Nach den Zahlen für das erste Quartal 2026 legte Bayer Ergebnisse vor, die über den Erwartungen von Analysten lagen. Trotzdem hob der Konzern seine Jahresprognose für das laufende Geschäftsjahr nicht an. Als Begründung verwies Bayer auf weiter bestehende makroökonomische Unsicherheiten und ein schwaches Konsumumfeld. Genau dieses Bild prägt auch die Reaktion der Börse: Die Aktie notierte zuletzt bei rund 38 Euro und liegt damit klar über ihrer 200-Tage-Linie von 34,66 Euro.
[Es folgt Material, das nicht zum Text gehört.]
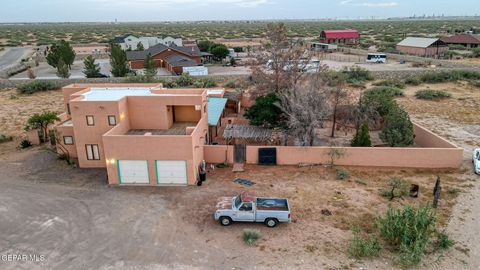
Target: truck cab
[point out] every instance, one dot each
(248, 208)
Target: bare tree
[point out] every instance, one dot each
(306, 108)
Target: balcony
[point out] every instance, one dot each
(178, 128)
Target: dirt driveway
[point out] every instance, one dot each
(74, 219)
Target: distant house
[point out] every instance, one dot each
(467, 40)
(426, 47)
(347, 37)
(130, 42)
(171, 58)
(322, 47)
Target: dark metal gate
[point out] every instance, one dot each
(267, 156)
(239, 153)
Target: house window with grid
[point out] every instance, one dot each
(90, 120)
(92, 152)
(68, 140)
(112, 120)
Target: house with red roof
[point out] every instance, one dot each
(173, 58)
(347, 37)
(466, 40)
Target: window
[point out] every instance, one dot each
(90, 120)
(112, 120)
(92, 152)
(246, 207)
(67, 140)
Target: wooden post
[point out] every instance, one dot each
(436, 192)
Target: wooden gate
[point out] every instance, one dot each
(240, 153)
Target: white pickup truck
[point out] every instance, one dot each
(248, 208)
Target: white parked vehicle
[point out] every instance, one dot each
(380, 58)
(248, 208)
(476, 160)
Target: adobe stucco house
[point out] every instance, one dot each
(349, 37)
(142, 133)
Barclays reagierte auf die Entwicklung mit einem höheren Kursziel und setzte es von 48 Euro auf 50 Euro herauf. Die Einstufung „Overweight“ blieb bestehen. Das passt zu dem längerfristigen Bild, das sich seit dem Sommer 2025 aufgebaut hat: Damals startete die Aktie eine kräftige Aufwärtsbewegung und gewann binnen drei Monaten fast 79 Prozent. Danach fiel sie um etwa 24 Prozent zurück. Der jüngste Stand zeigt damit keinen neuen Ausbruch nach oben, sondern einen Markt, der bereits viel Hoffnung eingepreist hat und nun nach einem kräftigen Lauf wieder Luft holt.
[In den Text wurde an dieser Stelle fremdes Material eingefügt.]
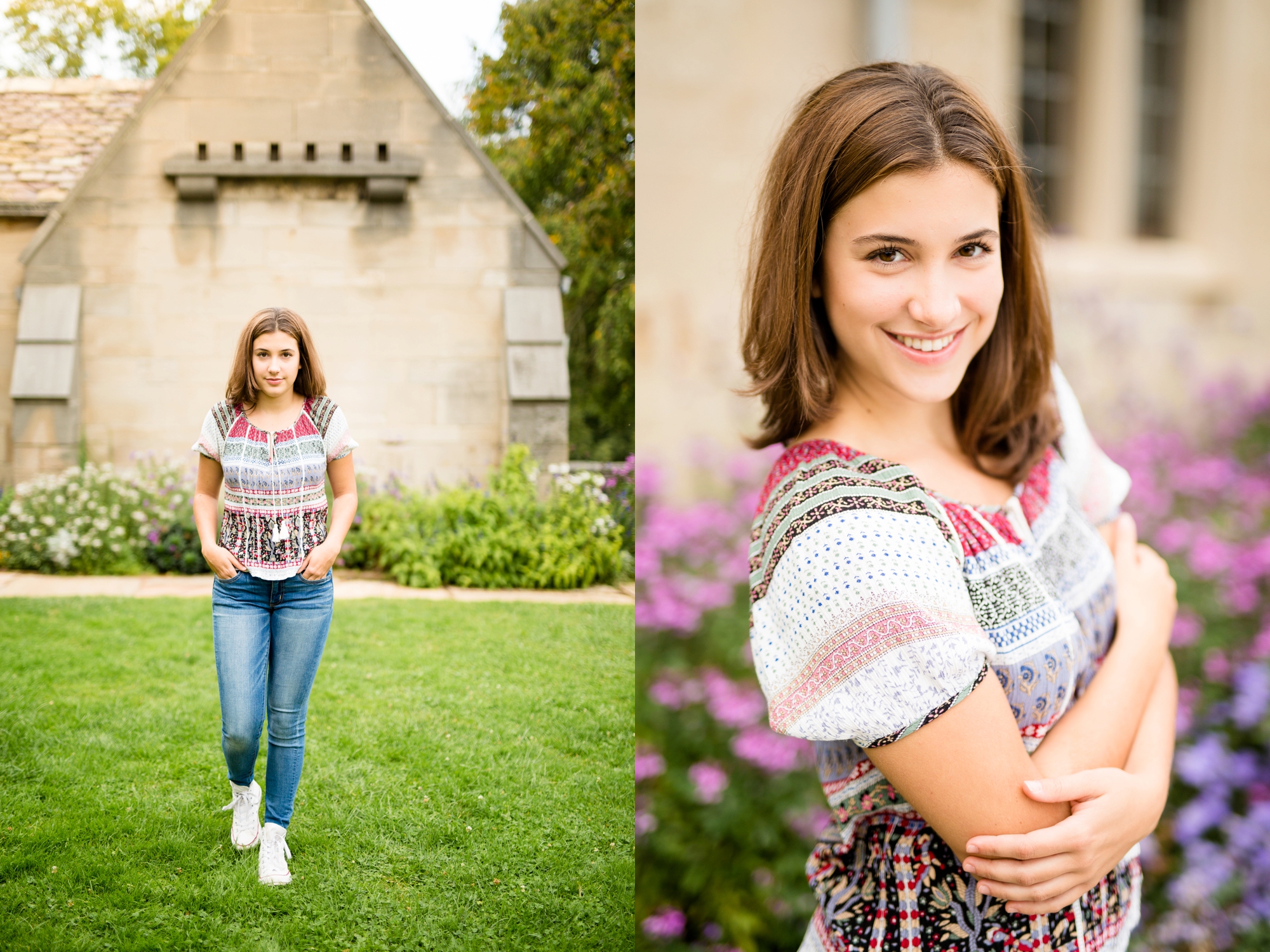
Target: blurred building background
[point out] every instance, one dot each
(290, 155)
(1145, 122)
Die Verbindung zwischen der Aktie und dem Glyphosat-Streit bleibt der entscheidende Haken. Die erwarteten Urteile in den kommenden Monaten können die finanzielle Belastung für Bayer ebenso verändern wie das Vertrauen in die Aktie selbst. Dass der Konzern trotz der besseren Quartalszahlen am Ausblick festhielt, zeigt, wie vorsichtig das Management die Lage einschätzt. Der breitere Trend bleibt zwar aufwärts gerichtet, doch die Dynamik hat nachgelassen. Für die nächsten vier Wochen wird eine Handelsspanne zwischen 31 und 40 Euro erwartet, was gegenüber dem aktuellen Niveau ein Rückgang von 6,4 Prozent bedeuten würde.